The stock market as a whole isn’t particularly cheap right now. We entered the coronavirus crisis with stock valuations at nosebleed levels, and major market averages never quite reached the valuation lows you’d expect to see at a bottom. But there are bargains out there, and Energy Transfer looks like one of them.

Relative Low Exposure to Crude Oil

It’s understandable why investors are mostly choosing to steer clear of the energy sector. The coronavirus crisis and related lockdowns obviously make things infinitely worse, but the industry was in structural oversupply even before the crisis hit.

Though interestingly, Energy Transfer’s share price has been trending higher throughout April and was essentially unaffected by the negative-crude-price fiasco.

Most of this is due to Energy Transfer’s relatively low exposure to crude oil prices. Only about 5% to 7% of EBITDA is tied to commodity prices, with 85% to 90% fee based. (The remaining 5% to 7% is tied to various spread margins.)

Furthermore, Energy Transfer is actively looking to profit from the crude glut by effectively transforming some of its pipelines into crude storage facilities. According to Bloomberg, ET has identified two pipelines it can use to store about 2 million barrels of oil.

Energy Transfer does have counterparty risk, of course. The fee agreements are only as good as the balance sheets of the companies obliged to pay them. But it’s worth noting that 81% of its counterparties are rated as investment grade and only 12% are rated below BB.

There is a very real risk of some of ET stock’s fee arrangements being renegotiated in bankruptcy court. But even that would seem manageable given the relatively low exposure to high-risk counterparties.

Energy Transfer Is Dirt Cheap

Energy Transfer’s distribution yield (the equivalent of a dividend yield for an MLP) recently hit all-time highs over 25%. Even after the  recent run-up in the stock price, the shares recently yielded more than 14%.

Yield isn’t the best measure of a stock’s valuation because distributions have a way of getting cut when times get tough. Though it’s worth mentioning that Energy Transfer recently reaffirmed its distribution and that is distribution coverage ratio was a healthy 1.96x as of year end.

Let’s forget about the yield for a minute and look deeper. Traditional metrics like the price/earnings ratio tend not to work particularly well for MLPs, as high non-cash expenses tend to distort earnings. But we can use alternative metrics, such as enterprise value to earnings before interest, taxes, depreciation and amortization (EV/EBITDA).

By this metric, Energy Transfer has never been cheaper. The company is trading at a EV/EBITDA ratio of 6.7, less than half the valuation seen for most of 2018.

Cheap stocks can always get cheaper, of course. But there could be some catalysts later this year that will finally shake Energy Transfer out of its funk.

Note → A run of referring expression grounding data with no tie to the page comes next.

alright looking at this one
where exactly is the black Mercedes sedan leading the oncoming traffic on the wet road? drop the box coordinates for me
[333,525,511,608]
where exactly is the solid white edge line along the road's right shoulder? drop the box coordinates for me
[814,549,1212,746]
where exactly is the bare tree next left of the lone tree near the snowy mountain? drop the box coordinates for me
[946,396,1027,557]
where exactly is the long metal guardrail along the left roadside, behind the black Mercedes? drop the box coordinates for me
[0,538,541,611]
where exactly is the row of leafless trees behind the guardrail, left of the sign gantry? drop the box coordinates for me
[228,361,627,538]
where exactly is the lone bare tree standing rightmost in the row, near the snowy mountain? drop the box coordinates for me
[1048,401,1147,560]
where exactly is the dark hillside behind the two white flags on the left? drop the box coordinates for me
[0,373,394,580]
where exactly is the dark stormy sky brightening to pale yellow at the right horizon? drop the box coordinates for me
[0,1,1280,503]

Conversion to C-Corp in the Works?

No one likes MLPs. The structure is confusing and cumbersome, they issue K1 forms that make taxes a beatdown, and limited partners generally don’t have the the same rights as proper corporate shareholders. Many institutional investors are forbidden from investing in them. And the only reason a lot of investors were willing to put up with all of this was the favorable taxation. Limited partnerships avoided corporate taxation, but even this is less favorable now that corporate taxes have been slashed from 35% to 21%.

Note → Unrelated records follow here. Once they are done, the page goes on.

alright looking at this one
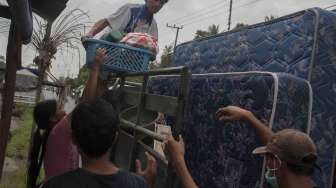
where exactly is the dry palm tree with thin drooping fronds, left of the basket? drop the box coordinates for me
[30,9,88,102]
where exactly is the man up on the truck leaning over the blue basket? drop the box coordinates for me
[84,0,168,39]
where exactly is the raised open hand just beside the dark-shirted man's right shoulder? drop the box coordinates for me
[135,152,157,188]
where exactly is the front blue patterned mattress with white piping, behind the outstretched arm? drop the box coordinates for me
[149,72,312,188]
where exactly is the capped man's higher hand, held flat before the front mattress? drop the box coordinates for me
[216,106,250,121]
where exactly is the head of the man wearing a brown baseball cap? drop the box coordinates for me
[253,129,317,187]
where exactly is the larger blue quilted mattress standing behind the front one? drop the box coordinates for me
[173,8,336,187]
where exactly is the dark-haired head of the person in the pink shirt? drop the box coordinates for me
[34,100,66,130]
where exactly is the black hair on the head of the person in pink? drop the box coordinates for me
[34,100,57,130]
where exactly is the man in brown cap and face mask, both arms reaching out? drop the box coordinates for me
[165,106,317,188]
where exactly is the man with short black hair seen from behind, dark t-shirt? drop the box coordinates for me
[43,99,148,188]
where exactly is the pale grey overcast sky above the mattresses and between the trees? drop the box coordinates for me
[0,0,336,76]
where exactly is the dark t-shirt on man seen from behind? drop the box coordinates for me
[42,169,148,188]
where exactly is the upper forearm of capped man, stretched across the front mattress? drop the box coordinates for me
[245,111,273,144]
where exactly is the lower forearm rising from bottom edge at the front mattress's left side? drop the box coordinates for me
[173,158,198,188]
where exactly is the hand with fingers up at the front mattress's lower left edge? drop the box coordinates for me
[164,135,184,165]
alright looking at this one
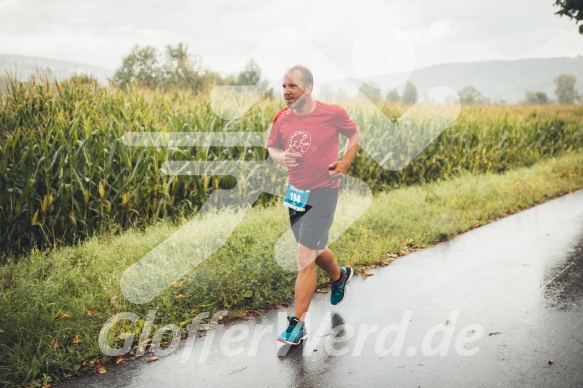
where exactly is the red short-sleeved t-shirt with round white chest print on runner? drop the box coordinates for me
[267,101,358,190]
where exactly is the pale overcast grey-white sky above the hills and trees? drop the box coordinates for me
[0,0,583,83]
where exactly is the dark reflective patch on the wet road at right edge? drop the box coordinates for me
[543,231,583,309]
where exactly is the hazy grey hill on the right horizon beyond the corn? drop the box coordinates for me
[409,55,583,103]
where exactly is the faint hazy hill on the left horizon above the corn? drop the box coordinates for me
[0,54,113,84]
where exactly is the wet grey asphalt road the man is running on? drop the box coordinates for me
[60,190,583,387]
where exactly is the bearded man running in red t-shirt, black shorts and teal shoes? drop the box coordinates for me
[267,65,361,345]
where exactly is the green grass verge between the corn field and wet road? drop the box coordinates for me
[0,152,583,384]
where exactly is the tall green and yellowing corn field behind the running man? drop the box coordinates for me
[0,77,583,260]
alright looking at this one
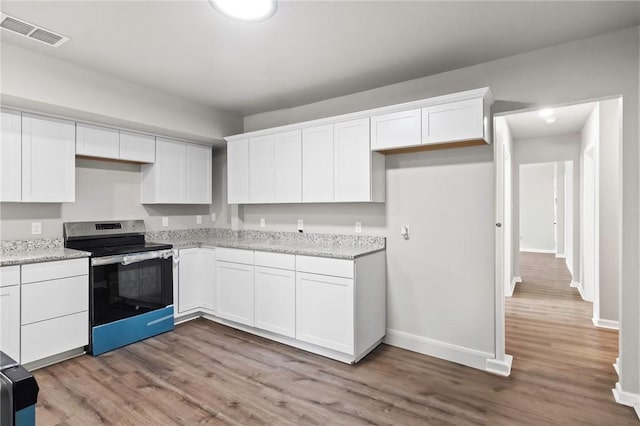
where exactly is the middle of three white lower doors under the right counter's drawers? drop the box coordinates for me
[255,266,296,338]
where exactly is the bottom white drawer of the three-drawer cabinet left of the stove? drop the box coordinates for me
[21,311,89,364]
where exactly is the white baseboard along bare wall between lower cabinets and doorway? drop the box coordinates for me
[384,329,495,371]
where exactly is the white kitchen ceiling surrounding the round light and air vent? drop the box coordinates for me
[1,0,640,115]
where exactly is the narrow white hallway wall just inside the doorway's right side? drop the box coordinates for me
[594,99,622,325]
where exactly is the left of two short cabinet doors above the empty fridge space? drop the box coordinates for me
[371,109,421,150]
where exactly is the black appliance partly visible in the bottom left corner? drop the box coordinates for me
[0,351,40,426]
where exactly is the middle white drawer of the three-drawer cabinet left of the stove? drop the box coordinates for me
[22,275,89,325]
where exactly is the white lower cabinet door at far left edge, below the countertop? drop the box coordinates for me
[0,285,20,362]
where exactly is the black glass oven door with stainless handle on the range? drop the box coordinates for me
[90,250,173,327]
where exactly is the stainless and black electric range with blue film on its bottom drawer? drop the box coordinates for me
[63,220,173,355]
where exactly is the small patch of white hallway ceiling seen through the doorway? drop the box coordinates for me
[505,102,595,140]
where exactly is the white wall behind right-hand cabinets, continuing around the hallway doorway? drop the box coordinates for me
[244,27,640,392]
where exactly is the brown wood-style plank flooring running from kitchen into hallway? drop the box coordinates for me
[35,254,637,425]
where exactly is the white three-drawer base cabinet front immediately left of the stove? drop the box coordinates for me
[20,259,89,364]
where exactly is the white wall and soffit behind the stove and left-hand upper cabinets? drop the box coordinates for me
[0,43,242,240]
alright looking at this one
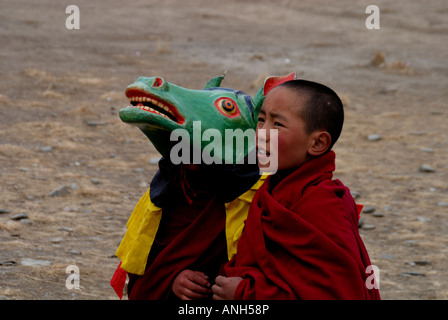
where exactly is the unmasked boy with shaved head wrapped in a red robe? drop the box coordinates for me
[212,80,380,300]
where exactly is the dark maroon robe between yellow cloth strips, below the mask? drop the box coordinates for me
[128,189,227,300]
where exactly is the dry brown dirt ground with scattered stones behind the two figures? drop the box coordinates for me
[0,0,448,300]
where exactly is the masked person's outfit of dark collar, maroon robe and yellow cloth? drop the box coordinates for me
[111,158,264,300]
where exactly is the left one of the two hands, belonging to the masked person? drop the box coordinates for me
[172,269,210,300]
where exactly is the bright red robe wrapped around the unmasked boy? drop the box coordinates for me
[225,151,380,300]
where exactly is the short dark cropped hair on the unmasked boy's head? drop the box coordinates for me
[280,80,344,150]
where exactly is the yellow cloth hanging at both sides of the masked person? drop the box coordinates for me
[115,175,267,275]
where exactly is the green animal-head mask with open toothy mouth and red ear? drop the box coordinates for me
[119,73,295,163]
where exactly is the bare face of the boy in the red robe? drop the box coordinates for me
[257,87,314,170]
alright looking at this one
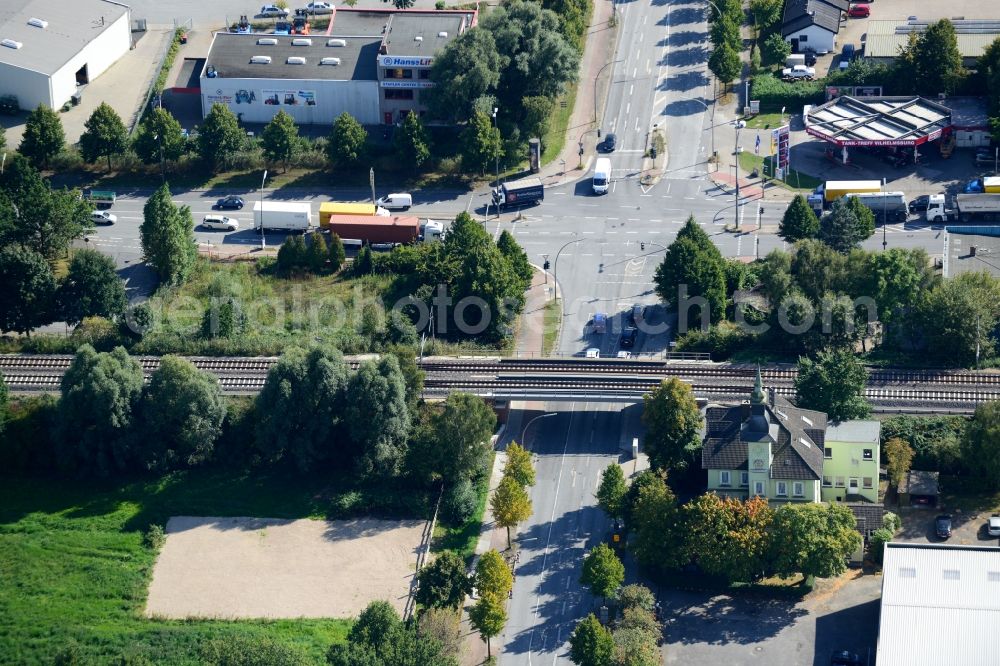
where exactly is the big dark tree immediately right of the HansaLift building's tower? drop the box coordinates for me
[422,27,501,122]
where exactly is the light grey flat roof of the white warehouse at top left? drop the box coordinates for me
[0,0,129,75]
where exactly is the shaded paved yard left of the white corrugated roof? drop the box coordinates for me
[661,570,882,666]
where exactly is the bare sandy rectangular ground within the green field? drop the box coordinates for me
[146,516,425,619]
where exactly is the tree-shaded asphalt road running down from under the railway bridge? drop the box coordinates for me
[496,403,640,666]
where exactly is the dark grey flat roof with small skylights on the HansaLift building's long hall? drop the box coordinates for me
[202,33,382,85]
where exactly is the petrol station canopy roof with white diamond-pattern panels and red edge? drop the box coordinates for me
[806,96,951,146]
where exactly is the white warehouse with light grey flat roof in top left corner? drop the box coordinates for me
[0,0,132,109]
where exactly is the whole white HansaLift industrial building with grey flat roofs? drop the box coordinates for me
[201,9,477,125]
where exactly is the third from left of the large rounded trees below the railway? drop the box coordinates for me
[256,348,352,471]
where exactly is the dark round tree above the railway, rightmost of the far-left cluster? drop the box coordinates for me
[58,249,128,324]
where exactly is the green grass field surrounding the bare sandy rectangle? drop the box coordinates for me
[0,470,464,664]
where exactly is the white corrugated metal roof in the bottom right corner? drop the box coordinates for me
[876,543,1000,666]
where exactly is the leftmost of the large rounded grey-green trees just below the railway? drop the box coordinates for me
[54,345,143,476]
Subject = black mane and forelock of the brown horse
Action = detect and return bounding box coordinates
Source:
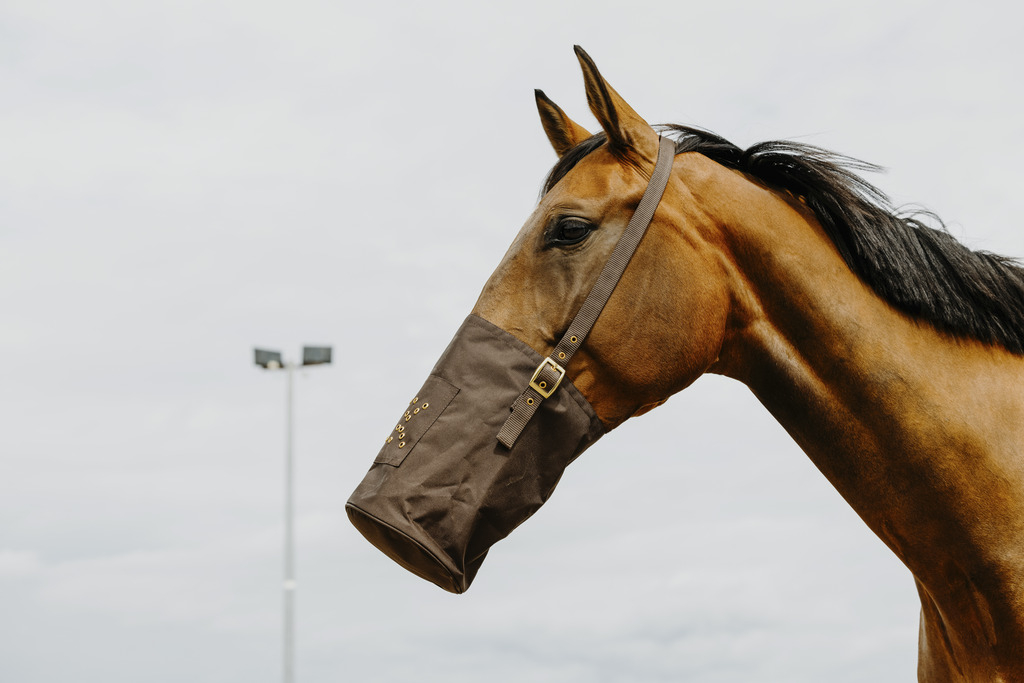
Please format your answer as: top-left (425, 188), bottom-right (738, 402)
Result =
top-left (544, 125), bottom-right (1024, 355)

All of this partly explains why true MLPs like Energy Transfer have performed worse than substantially similar C-corp pipeline operators like Kinder Morgan (NYSE:KMI).

Well, there may be changes afoot. During the February 19 investor call, Chairman Kelcy Warren said that the company would be offering a “C-corp alternative” later this year.

We’ll see. Warren has teased us with this possibility before, and we’re still waiting on it. But should it happen, it should mean a nice pop to the share price. As a point of reference, Kinder Morgan trades at a EV/EBITDA ratio of 10.7, while Energy Transfer’s stands at 6.7.

In the meantime, Energy Transfer offers a yield of nearly 20% that seems safe for the time being. Even if the price continues to lag for a while, the yield alone would make the shares wildly attractive.

Charles Lewis Sizemore, CFA is the principal of Sizemore Capital, an investment advisory firm based in Dallas, Texas. As of this writing he was long ET and KMI.